Thunderstone Software Document Search, Retrieval, and Management
Search:
Vortex Manual
 

wordlist, wordcount, wordoccurrencecounts - get words and frequencies from index

 

SYNOPSIS

<wordlist $table [$field [$wordsOrWildcards [$options]]]>
<wordcount>
<wordoccurrencecounts>


DESCRIPTION
The wordlist function returns a list of the words in the given $table, as found in a Metamorph index. The first Metamorph index found is used, for $field if given, otherwise any field. Each value of $wordsOrWildcards can be a single word, in which case only that word is returned, or a word-prefix followed by "*" (asterisk), in which case only words having that prefix are returned. If $wordsOrWildcards is not given, all words are returned.

The wordcount function returns a list of the row counts of each corresponding word returned by the previous wordlist, i.e. the number of rows each word occurs in. If the $options value to wordlist was "NOCOUNTS", then no counts are available via wordcount. This is to conserve memory when examining a large list but when the counts are not needed.
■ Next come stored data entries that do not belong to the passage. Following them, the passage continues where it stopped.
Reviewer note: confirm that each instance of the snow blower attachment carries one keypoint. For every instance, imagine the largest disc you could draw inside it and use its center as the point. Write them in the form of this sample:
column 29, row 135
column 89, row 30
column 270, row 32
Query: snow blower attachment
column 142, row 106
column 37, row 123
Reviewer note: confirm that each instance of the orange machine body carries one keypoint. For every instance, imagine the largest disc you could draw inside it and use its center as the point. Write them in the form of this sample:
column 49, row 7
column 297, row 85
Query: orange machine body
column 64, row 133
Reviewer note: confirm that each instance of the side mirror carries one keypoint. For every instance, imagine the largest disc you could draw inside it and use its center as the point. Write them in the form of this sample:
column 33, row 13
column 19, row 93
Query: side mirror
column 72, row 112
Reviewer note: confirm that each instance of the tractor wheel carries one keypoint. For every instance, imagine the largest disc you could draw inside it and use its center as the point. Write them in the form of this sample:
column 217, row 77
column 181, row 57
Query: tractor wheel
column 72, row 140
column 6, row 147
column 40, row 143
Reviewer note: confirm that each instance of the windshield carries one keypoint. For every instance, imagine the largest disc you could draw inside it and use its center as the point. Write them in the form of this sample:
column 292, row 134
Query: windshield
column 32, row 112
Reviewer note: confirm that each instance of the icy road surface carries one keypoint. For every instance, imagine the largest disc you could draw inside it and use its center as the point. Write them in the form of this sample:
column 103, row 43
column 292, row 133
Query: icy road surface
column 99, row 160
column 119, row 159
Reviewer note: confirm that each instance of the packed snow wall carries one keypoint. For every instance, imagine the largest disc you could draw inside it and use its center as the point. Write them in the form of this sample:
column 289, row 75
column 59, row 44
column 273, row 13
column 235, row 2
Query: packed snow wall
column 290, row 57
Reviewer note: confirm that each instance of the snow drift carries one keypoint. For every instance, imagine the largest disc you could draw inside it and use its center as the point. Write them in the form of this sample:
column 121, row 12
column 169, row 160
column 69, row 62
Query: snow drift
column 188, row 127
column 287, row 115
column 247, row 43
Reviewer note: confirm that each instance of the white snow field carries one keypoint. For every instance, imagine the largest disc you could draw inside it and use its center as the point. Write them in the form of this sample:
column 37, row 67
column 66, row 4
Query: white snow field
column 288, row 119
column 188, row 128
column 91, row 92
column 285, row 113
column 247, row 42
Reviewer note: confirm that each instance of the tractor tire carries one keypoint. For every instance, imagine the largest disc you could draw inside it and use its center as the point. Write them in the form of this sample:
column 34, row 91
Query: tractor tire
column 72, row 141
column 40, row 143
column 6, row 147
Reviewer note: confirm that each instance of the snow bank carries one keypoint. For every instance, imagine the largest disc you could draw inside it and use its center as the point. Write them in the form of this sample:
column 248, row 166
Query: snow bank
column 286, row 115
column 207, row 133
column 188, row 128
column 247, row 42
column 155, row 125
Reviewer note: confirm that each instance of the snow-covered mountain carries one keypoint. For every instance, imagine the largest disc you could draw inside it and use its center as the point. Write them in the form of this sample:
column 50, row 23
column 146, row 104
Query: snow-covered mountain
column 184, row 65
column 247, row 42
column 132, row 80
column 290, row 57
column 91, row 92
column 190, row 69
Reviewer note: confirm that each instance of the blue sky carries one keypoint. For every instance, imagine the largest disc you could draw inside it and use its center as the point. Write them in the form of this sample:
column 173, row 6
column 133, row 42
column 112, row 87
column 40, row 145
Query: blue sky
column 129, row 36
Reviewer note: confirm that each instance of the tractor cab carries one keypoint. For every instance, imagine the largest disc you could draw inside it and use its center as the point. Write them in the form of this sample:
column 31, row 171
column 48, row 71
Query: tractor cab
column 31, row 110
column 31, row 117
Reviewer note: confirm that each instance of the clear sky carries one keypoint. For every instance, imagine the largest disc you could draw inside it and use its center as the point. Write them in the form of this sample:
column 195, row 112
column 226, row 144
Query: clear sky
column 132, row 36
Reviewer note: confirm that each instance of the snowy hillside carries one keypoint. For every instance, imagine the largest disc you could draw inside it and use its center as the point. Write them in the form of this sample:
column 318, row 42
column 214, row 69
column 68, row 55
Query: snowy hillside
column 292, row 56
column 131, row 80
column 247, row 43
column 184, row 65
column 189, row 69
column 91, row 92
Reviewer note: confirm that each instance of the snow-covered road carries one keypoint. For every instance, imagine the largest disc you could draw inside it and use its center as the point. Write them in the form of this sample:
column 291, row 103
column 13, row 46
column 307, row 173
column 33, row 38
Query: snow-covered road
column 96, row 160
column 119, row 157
In version 6 and later, the wordoccurrencecounts function returns a list of the occurrence counts of the corresponding words. E.g. if a word occurs twice in each of 10 documents, its wordcount value will be 10, while its wordoccurrencecounts value will be 20. Note that word occurrence information is only stored for inverted Metamorph indexes: non-inverted indexes will return 0 or nothing for word occurrence values.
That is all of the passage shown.